The focus of his campaign has been racial injustice and human rights.
"We were unapologetic about that from the very beginning," Bowman told NBC News in a phone interview. "Coming into the campaign, we felt that structural racism, institutional racism, institutional classism, institutional sexism, and militarism are the evils that continue to plague American society generally."
Once Floyd's death triggered the street demonstrations, Bowman joined them, again marking a major contrast to Engel.
As NBC explained, the area in which both candidates are competing is a kind of "unicorn.”
It is a mostly minority district that includes parts of the diverse, mostly white, working-class Bronx and parts of Westchester, as well as suburban areas like Mount Vernon, Yonkers, and New Rochelle.
"When you look at this district, what you see is a tale of two districts," Bowman said. "In one part of the district, you have incredible wealth. In the other part of the district, you have the highest number of WIC recipients of any congressional district in the country," he added, referring to a federal nutrition assistance program.
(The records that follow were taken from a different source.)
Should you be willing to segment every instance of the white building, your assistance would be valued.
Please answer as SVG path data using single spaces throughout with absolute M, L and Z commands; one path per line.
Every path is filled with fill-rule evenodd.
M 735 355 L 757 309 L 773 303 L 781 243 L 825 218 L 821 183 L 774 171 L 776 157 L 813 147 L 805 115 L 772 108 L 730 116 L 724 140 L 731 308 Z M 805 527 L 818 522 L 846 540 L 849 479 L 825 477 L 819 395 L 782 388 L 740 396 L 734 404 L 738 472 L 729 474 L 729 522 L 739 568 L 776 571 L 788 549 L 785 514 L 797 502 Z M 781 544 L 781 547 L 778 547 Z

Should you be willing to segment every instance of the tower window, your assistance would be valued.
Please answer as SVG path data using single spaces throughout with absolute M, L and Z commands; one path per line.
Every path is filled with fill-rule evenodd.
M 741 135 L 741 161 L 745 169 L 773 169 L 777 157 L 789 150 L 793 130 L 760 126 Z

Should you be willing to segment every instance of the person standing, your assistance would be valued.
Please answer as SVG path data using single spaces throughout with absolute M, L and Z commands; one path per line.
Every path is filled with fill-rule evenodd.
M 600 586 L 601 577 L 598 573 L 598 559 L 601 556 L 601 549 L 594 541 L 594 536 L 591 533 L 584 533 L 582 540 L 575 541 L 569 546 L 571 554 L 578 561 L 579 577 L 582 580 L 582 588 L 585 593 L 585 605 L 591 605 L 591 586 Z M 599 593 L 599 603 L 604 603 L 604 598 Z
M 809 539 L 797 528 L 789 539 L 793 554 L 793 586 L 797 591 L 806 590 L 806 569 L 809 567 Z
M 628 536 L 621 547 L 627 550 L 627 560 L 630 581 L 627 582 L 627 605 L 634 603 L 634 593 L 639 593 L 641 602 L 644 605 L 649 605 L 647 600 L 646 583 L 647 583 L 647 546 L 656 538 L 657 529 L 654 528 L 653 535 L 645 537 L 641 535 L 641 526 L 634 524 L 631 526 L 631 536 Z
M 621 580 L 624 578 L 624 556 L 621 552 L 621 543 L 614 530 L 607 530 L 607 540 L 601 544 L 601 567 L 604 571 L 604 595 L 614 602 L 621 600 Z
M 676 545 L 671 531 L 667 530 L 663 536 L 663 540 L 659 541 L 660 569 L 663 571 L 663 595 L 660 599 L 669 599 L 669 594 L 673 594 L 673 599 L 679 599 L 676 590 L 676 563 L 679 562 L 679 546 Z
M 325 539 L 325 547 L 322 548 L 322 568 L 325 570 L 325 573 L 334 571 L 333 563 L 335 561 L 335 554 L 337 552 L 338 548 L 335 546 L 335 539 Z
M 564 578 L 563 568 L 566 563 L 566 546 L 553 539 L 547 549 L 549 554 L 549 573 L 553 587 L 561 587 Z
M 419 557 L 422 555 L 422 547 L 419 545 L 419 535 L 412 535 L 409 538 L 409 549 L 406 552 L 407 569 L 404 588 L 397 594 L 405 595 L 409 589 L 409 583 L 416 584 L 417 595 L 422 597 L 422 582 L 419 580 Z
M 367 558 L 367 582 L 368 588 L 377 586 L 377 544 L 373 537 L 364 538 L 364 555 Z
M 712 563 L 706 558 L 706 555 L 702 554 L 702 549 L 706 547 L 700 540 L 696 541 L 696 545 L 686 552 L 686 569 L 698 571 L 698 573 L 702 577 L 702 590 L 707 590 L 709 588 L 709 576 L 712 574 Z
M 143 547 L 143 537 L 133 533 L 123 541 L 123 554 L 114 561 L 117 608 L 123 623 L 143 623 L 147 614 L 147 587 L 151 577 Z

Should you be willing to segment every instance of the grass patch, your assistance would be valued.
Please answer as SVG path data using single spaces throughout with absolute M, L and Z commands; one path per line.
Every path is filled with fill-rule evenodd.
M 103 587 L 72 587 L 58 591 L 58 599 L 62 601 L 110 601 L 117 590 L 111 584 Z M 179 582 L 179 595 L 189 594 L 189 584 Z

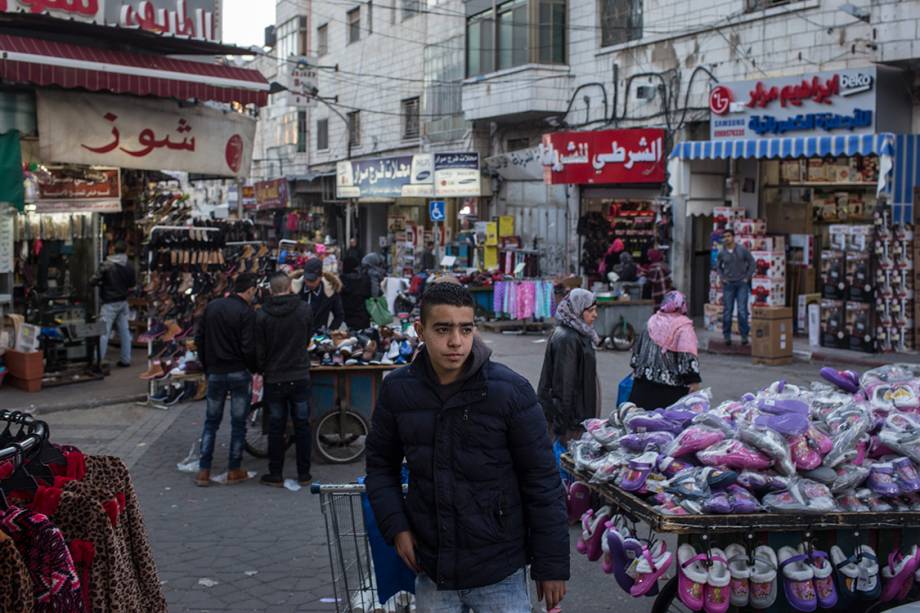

To close that gap, Bowman hopes to get "massive economic investment" throughout the district but particularly in areas where poverty is concentrated. His agenda includes a federal guarantee of jobs, up to 70,000 new affordable homes in the district, federal aid to improve existing public housing, and boosting public school budgets and universal health care through Medicare for All, among others.
As the New York Times explains, the outcome of the 2019 primaries was "a visceral warning" to Democratic leaders, who must begin to realize the urgency of progressive change, and who must learn not to "underestimate" the candidates behind it.
While Clinton embodied the party's dinosaurs and joined voices with other House Democrats such as Nancy Pelosi, James E. Clyburn, and Hakeem Jeffries, Bowman received massive support from the progressive wing, including such big names as Bernie Sanders, Elizabeth Warren, Ayanna Pressley, and AOC herself.
Similarly, while Engel has been known to receive less than 1% of his funds from independent donors, Bowman has made use of the grassroots policy formula and has the unconditional support of liberal groups like the Working Families Party and political action committees like the Justice Democrats, who have promised to invest more than $500,000 to get Engel out of office.
Bowman began this campaign last June, with several other candidates, including a lawyer, Chris Fink; Sammy Ravelo, a retired police lieutenant; and Andom Ghebreghiorgis, who retired earlier this month and supported Bowman, solidifying his support among progressives.
“We’ve anchored our race in fighting for racial and economic justice from the very beginning,” Bowman said in an interview. “And what COVID and now these protests are revealing is, to the rest of the country, is how broken our system is.”
On Tuesday, the 44-year-old former middle-school principal toppled longtime Democratic stalwart Eliot Engel in the party’s primary for New York’s 16th District.